Question

How do you solve $ 6x + y = 13 $ and $ y - x = - 8 $ using substitution?

Answer 1

Hint: In order to determine the solution of a given system of equations having two variables using the substitution method, find the value of one variable $ y $ in terms of another variable $ x $ from the 2nd equation and substitute $ y $ in the 1st equation. Solve it to obtain the value of $ x $ and put this value in any of the given equations to obtain the value of $ y $ .

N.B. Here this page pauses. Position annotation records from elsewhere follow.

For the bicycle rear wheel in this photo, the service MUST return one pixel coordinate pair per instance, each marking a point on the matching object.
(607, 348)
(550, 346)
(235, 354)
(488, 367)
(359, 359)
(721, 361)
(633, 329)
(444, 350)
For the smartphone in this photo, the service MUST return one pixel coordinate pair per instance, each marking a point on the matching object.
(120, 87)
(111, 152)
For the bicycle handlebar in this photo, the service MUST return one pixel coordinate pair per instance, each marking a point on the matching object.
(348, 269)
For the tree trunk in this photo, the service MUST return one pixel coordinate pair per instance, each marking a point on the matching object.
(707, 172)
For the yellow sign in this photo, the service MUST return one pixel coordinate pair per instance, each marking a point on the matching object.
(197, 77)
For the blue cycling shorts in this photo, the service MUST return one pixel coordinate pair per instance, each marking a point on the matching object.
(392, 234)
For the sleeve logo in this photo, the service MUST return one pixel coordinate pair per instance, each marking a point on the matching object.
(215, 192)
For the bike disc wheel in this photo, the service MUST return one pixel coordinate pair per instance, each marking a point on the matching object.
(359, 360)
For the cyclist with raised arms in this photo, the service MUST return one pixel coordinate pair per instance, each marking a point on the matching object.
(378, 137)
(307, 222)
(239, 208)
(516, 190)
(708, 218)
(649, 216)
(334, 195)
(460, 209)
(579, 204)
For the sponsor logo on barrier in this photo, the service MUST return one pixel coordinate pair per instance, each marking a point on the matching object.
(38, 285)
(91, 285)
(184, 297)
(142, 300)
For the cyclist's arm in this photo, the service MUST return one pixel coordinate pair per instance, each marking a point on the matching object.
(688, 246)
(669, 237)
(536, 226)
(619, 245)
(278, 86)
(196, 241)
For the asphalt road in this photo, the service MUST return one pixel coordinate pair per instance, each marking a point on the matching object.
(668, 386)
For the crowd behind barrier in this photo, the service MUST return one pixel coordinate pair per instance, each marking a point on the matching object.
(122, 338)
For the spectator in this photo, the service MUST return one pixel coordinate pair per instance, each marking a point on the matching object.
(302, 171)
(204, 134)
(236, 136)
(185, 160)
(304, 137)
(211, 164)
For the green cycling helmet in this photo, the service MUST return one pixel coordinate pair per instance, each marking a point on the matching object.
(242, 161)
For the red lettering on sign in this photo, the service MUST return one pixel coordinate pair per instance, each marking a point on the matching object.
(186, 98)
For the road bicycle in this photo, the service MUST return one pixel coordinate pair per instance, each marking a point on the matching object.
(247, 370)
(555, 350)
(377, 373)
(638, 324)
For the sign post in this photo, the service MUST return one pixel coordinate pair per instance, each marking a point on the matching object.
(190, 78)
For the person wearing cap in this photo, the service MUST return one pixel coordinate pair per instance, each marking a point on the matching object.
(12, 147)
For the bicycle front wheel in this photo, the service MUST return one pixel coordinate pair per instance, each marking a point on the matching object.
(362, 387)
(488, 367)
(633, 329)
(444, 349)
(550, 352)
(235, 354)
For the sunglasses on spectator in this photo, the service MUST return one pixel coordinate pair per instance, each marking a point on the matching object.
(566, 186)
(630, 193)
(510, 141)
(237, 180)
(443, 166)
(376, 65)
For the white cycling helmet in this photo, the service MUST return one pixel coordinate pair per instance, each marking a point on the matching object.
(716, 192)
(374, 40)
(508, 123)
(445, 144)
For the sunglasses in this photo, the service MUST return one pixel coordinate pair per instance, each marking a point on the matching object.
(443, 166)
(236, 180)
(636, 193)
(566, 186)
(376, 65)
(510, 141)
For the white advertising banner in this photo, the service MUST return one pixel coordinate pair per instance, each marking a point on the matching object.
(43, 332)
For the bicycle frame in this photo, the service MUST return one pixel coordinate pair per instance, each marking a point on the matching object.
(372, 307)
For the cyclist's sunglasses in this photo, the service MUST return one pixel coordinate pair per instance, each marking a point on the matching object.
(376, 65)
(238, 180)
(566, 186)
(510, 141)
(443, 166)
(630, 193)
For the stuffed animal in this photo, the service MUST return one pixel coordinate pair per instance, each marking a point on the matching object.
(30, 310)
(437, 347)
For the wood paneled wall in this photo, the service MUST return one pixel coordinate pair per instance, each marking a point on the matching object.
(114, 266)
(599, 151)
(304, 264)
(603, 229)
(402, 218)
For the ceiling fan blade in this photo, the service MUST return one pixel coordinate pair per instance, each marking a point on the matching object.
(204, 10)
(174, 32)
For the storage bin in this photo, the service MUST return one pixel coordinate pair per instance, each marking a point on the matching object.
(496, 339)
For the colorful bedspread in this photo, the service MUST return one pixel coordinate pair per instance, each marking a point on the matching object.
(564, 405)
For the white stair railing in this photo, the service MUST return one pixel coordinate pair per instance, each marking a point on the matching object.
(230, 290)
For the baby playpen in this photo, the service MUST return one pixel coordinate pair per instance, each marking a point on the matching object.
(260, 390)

Complete step by step solution:
 We are given pair of linear equations in two variables $ 6x + y = 13 $ and $ y - x = - 8 $
 $ 6x + y = 13 $ ---(1)
 $ y - x = - 8 $ ----(2)
In order to solve the system of equations, we have many methods like, substitution, elimination of term, and cross-multiplication.
Here we will be using a substitution method, by finding the value of one variable in terms of another variable from any equation and substitute that variable in the another equation and solving it .
We will be deriving the expression for variable $ y $ from the equation (2)
 $ y - x = - 8 $
 $ y = - 8 + x $ ----(3)
Now substituting the variable $ y $ in the equation (1), by using the above result. We get equation (2) as
 $
  6x + \left( { - 8 + x} \right) = 13 \\
  6x - 8 + x = 13 \;
  $
Now combining all the like terms and rearranging the above equation such that term having $ x $ are on the LHS and constant terms are on the RHS by transposing the terms.
 $
\Rightarrow 6x + x = 13 + 8 \\
\Rightarrow 7x = 21 \;
  $
Dividing both sides of the equation with the coefficient of $ x $ i.e. $ 7 $
 $ \dfrac{{7x}}{7} = \dfrac{{21}}{7} $
 $\Rightarrow x = 3 $ ---(3)
Now, putting the obtained value of $ x $ in the equation (3), we get
 $
\Rightarrow y = - 8 + 3 \\
\Rightarrow y = - 5 \;
  $
Therefore, the solution of system of given equations is $ x = 3,y = - 5 $
So, the correct answer is “ $ x = 3,y = - 5 $ ”.

Note: 1. One must be careful while calculating the answer as calculation error may come.
2. Solution of two linear equations can be done by using elimination method, substitution method and cross multiplication method.
3.It’s not compulsory to always substitute the term with $ y $ . We have to judge according to the equation whose variable substitution cost is less.